En estos tiempos de invierno recio producido por ese condenado niño que cada dos años nos pone a sufrir con su fenómeno, las zonas en donde se cultiva la leguminosa se anegan, se pierde parte de la producción y la limitada y montañosa infraestructura vial de la nación no se encuentran en óptimas condiciones haciendo que como dice chuchito el de la plaza, "se ponga cara, cara".

Cuando la temporada de verano aparece, entonces la culpa es de ese berriondo sol tan bravo que seca las matas y las pone así, caras y achucharradas.

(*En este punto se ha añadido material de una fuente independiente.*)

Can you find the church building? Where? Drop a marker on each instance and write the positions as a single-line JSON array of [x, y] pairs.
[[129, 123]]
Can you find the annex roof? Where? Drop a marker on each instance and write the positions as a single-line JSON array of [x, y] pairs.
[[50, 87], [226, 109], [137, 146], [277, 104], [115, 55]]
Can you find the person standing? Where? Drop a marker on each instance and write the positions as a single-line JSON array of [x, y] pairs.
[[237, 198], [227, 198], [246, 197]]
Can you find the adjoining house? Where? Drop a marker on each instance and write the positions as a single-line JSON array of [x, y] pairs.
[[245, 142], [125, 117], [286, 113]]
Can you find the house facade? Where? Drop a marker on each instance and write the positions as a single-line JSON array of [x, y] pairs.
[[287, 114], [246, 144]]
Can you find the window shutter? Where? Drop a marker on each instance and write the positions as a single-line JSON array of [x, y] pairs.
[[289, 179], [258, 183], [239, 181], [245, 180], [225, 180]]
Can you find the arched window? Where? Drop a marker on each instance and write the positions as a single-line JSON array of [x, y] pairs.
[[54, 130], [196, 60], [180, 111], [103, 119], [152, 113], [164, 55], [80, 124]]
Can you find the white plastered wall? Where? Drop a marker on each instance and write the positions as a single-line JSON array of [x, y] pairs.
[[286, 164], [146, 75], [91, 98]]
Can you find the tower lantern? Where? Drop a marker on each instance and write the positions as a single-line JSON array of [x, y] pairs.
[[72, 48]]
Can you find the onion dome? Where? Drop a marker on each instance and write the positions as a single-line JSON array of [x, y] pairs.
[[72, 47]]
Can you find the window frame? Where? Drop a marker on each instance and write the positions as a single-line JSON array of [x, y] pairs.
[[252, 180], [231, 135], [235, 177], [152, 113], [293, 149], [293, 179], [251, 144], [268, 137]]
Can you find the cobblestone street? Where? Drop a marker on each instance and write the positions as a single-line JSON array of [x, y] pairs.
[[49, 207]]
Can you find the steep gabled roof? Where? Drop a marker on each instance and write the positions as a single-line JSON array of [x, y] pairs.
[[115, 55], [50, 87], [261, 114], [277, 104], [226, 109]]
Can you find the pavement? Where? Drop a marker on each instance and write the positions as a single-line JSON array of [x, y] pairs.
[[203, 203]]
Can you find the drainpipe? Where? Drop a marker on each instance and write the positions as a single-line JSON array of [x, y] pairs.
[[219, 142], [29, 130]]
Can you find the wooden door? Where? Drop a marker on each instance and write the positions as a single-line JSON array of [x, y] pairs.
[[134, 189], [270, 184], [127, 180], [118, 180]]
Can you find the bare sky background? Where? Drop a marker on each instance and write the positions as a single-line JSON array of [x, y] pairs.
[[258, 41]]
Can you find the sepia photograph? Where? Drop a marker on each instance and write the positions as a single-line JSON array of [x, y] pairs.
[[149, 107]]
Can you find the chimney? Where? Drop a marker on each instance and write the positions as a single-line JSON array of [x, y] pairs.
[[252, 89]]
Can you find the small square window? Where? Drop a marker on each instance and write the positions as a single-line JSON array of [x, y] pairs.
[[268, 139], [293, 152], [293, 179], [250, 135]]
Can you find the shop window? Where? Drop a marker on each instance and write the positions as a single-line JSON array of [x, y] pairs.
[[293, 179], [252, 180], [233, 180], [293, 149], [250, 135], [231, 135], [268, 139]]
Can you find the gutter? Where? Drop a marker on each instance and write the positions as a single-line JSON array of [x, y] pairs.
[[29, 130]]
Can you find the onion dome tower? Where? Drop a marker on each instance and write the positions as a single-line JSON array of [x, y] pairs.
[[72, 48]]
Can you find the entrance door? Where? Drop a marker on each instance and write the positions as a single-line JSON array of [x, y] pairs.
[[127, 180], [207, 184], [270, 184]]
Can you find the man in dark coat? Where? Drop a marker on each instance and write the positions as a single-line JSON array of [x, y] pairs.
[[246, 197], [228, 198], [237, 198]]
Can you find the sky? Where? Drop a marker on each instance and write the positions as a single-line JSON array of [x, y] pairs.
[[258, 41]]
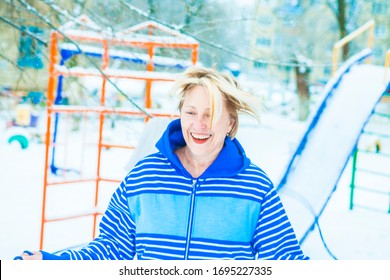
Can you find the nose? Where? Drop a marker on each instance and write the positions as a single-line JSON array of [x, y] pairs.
[[201, 122]]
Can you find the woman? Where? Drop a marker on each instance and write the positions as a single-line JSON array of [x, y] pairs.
[[199, 196]]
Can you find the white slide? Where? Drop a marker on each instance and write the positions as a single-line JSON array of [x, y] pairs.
[[329, 142]]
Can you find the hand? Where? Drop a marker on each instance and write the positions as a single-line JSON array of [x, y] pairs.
[[27, 255]]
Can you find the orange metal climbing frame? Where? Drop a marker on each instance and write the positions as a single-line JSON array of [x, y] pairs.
[[171, 39]]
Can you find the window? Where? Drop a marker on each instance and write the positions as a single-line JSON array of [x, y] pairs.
[[263, 41], [380, 31], [379, 8], [30, 49]]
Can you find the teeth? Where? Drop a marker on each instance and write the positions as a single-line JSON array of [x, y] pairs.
[[200, 136]]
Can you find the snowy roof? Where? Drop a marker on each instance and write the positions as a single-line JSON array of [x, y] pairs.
[[84, 27]]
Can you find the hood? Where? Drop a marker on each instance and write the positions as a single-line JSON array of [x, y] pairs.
[[230, 161]]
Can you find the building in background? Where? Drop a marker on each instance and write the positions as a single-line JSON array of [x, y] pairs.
[[284, 29]]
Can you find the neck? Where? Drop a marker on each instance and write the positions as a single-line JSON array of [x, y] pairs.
[[195, 165]]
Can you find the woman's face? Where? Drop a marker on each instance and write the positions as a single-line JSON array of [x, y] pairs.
[[202, 139]]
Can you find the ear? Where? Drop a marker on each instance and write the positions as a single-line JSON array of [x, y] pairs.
[[232, 122]]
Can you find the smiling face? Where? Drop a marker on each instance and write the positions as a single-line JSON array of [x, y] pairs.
[[204, 137]]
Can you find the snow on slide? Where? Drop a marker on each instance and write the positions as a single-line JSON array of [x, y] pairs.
[[315, 172]]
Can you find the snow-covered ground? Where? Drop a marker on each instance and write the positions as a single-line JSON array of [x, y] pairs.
[[349, 234]]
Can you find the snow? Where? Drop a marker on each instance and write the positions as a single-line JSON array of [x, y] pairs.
[[361, 233], [350, 234]]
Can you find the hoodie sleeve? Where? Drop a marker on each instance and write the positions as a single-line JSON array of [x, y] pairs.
[[117, 234], [274, 237]]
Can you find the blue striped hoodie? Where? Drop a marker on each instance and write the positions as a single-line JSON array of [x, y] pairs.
[[159, 211]]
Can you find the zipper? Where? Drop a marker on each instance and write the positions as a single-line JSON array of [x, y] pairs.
[[190, 217]]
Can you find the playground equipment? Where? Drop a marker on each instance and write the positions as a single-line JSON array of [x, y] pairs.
[[313, 172], [92, 44], [372, 180]]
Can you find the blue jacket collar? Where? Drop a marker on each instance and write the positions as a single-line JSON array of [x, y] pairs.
[[230, 161]]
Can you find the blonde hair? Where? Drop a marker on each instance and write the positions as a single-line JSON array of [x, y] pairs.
[[223, 89]]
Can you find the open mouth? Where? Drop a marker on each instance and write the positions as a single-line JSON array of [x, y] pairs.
[[200, 138]]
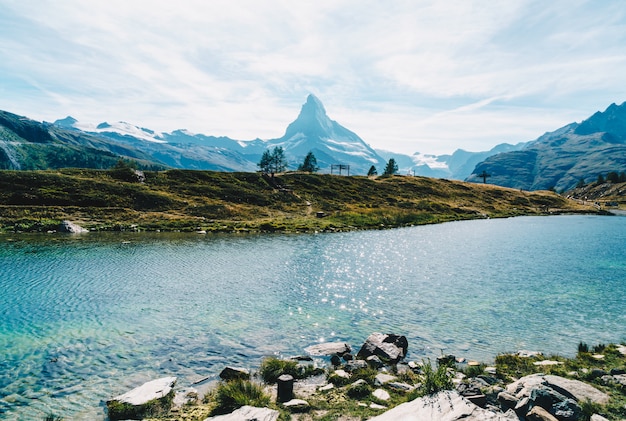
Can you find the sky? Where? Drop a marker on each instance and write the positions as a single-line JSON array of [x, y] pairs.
[[405, 75]]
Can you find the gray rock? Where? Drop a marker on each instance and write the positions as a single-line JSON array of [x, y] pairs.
[[185, 396], [577, 389], [71, 228], [570, 388], [328, 349], [355, 365], [134, 403], [447, 405], [381, 394], [374, 362], [232, 373], [538, 413], [248, 413], [400, 386], [507, 400], [342, 374], [382, 378], [297, 405], [389, 348]]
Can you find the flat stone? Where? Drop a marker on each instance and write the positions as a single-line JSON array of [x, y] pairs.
[[151, 390], [341, 373], [356, 365], [328, 348], [388, 347], [537, 413], [447, 405], [231, 373], [507, 399], [248, 413], [579, 390], [400, 386], [382, 378], [139, 400], [296, 405], [381, 394]]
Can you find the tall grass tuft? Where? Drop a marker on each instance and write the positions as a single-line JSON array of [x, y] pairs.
[[234, 394]]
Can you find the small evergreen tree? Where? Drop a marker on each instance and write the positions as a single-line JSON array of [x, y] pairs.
[[391, 167], [265, 164], [278, 159], [309, 164], [273, 162]]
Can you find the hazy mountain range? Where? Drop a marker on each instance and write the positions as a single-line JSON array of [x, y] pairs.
[[558, 159]]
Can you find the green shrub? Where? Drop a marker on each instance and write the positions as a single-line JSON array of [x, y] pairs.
[[434, 381], [474, 370], [234, 394], [272, 368], [359, 390]]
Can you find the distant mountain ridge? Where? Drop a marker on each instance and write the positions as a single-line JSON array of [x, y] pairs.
[[312, 131], [557, 159], [560, 159]]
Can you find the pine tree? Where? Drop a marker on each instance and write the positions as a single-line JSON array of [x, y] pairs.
[[391, 167], [309, 164]]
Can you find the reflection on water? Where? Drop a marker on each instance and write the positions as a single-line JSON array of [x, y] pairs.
[[87, 317]]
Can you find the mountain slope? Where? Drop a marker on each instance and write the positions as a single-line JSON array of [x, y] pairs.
[[562, 158], [26, 144], [330, 142], [186, 200]]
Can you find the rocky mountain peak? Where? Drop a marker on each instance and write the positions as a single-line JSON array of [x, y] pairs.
[[311, 120], [612, 120], [67, 122]]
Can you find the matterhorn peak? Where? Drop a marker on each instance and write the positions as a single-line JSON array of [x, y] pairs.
[[312, 119]]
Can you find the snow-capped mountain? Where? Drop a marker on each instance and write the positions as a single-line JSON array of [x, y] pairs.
[[330, 142], [312, 131]]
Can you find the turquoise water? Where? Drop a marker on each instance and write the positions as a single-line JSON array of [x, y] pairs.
[[84, 318]]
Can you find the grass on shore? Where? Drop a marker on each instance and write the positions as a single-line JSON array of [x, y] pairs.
[[187, 200], [352, 401]]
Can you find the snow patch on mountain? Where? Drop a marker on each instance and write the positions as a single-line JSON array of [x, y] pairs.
[[432, 161]]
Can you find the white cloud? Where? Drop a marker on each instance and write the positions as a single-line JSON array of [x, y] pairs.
[[405, 75]]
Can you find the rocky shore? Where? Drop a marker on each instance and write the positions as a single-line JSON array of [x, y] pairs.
[[330, 382]]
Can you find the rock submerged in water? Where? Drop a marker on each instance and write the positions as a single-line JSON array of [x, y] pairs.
[[71, 228], [389, 348], [248, 413], [150, 398]]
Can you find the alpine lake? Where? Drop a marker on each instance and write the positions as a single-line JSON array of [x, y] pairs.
[[87, 317]]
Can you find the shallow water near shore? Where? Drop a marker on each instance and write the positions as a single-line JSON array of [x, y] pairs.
[[88, 317]]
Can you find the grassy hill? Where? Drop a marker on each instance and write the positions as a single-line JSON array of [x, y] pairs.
[[188, 200]]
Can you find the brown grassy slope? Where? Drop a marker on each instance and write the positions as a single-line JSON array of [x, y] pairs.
[[217, 201]]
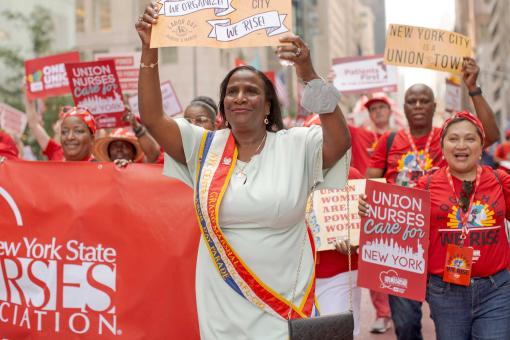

A través de la arveja se conforma el alimento conocido también como guisante o chícharo. Foto: Shutterstock

Cuando el precio de la gasolina sube, entonces también suben los peajes, los fletes y todo lo relacionado con el transporte, entonces, ¿adivinen qué?, también sube el precio de la arveja que en tiempos de inflación ha llegado a la escalofriante cifra de $10.000 por libra y que hace que sencillamente no se pueda comprar y haya que dejar casi huérfano al arroz con pollo haciendo que salga más caro el collar que el perro.

La arveja se convirtió en la joya del plato, una especie de esmeralda seca o en vaina que nos deja envainados a todos cuando sube su precio y que en las clases menos favorecidas sencillamente no se puede comprar.